For another example: It's the problem of virtually every gay character in straight media boiling down to a cookie-cutter fabulous queen. There's absolutely nothing wrong with fabulous queens, of course, and absolutely, they exist and deserve representation. The problem is that straight culture has a very set character card in mind for people exhibiting those traits, and it's one that they find easily dismissable. As with any other stock token, lazy writers (or ones bound by lazy, small-minded producers and editors) draw up the paper doll, give it a few universally recognizable traits, and think that's good enough to represent several million people. It's SO much harder to write a person with hobbies, ideas, a life purpose, a sex life, fears, hopes, love ... who also just happens to be a fabulous queen. Or any other flavor of queer, regardless of whether there's a name and a lot of real-life mascots for it.
I think we geeks are just so tickled that mainstream culture is pandering to us at all that we're not questioning enough how we're being represented. So long as it's beyond the socially-stunted, hygiene-challenged, mom's-basement guy, we're happy, even if the stock characters that continue to be produced don't actually look or act like ourselves or anyone we know, or are used as the butt of jokes or for the amusement of a largely muggle audience. (See: Chuck, Big Bang Theory, etc.)

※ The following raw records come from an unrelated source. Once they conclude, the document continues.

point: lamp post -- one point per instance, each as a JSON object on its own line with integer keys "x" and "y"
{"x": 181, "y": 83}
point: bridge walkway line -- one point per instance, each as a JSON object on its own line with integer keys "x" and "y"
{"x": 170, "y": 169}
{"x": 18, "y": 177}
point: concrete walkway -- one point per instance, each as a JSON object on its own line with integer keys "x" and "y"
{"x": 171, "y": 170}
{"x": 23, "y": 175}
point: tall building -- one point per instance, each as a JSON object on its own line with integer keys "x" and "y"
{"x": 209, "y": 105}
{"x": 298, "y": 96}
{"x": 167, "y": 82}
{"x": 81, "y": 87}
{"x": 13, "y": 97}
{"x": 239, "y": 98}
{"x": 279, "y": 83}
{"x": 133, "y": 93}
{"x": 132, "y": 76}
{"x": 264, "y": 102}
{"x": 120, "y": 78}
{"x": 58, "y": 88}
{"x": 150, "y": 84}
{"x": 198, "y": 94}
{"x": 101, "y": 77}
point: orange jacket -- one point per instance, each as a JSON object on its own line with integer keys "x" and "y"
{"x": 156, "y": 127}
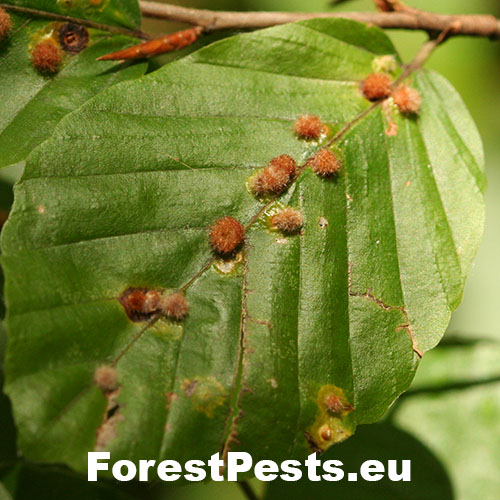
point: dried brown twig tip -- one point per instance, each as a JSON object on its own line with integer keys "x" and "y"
{"x": 325, "y": 163}
{"x": 167, "y": 43}
{"x": 274, "y": 178}
{"x": 376, "y": 86}
{"x": 407, "y": 99}
{"x": 310, "y": 127}
{"x": 46, "y": 57}
{"x": 73, "y": 37}
{"x": 5, "y": 23}
{"x": 226, "y": 235}
{"x": 288, "y": 220}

Of course most geeky sorts have many of these well-known fandoms in common. It's especially common among fen of certain generations. Every Gen X geek on the planet knows where they were when they first saw Star Wars. Likewise for younger folks (and especially younger women) with X Files or Buffy. And the generation just now coming of age will feel the same about HP and LOTR.
But I don't know a single geek, even those for whom those properties are a primary fandom, whose geek identity is bound up entirely within that one thing, much less within one particular way of experiencing and enjoying it. Writing your Trek nerd as a guy who speaks Klingon and wears Spock ears is lazy. Are there guys like that? Of course. Is that ALL they are? Not usually. And they're not the majority of Trek nerds, and certainly not the majority of fen. Writing your girl geek as exclusively into Whedon and/or vampires? Lazy lazy lazy. Writing your Brit geek as exclusively into Who? Bloody lazy, wot? ;P
Marketers, especially media marketers, have discovered the power of the geek wallet, and are now throwing generic-geek-branded stuff at us at every possible moment. And we're eating it up, because we're still so very tickled to see Star Wars references in mainstream media, or to be able to purchase a Tardis cookie jar. I get that. I do. I just wish we'd stop and think for a moment more often, and question whether how we're being packaged--whether as consumer or product--really feels like an authentic representation of who we are.
We geeks are no longer few and dispersed. We can afford to ignore or even complain about things aimed at us that don't ring true. And we should. We are a force to be reckoned with, after all. Making us angry would be highly illogical, because we are subtle and quick to anger and use our braaains. Shiny? Then don't panic, allons-y and let's avada kedavra these lazy fraks.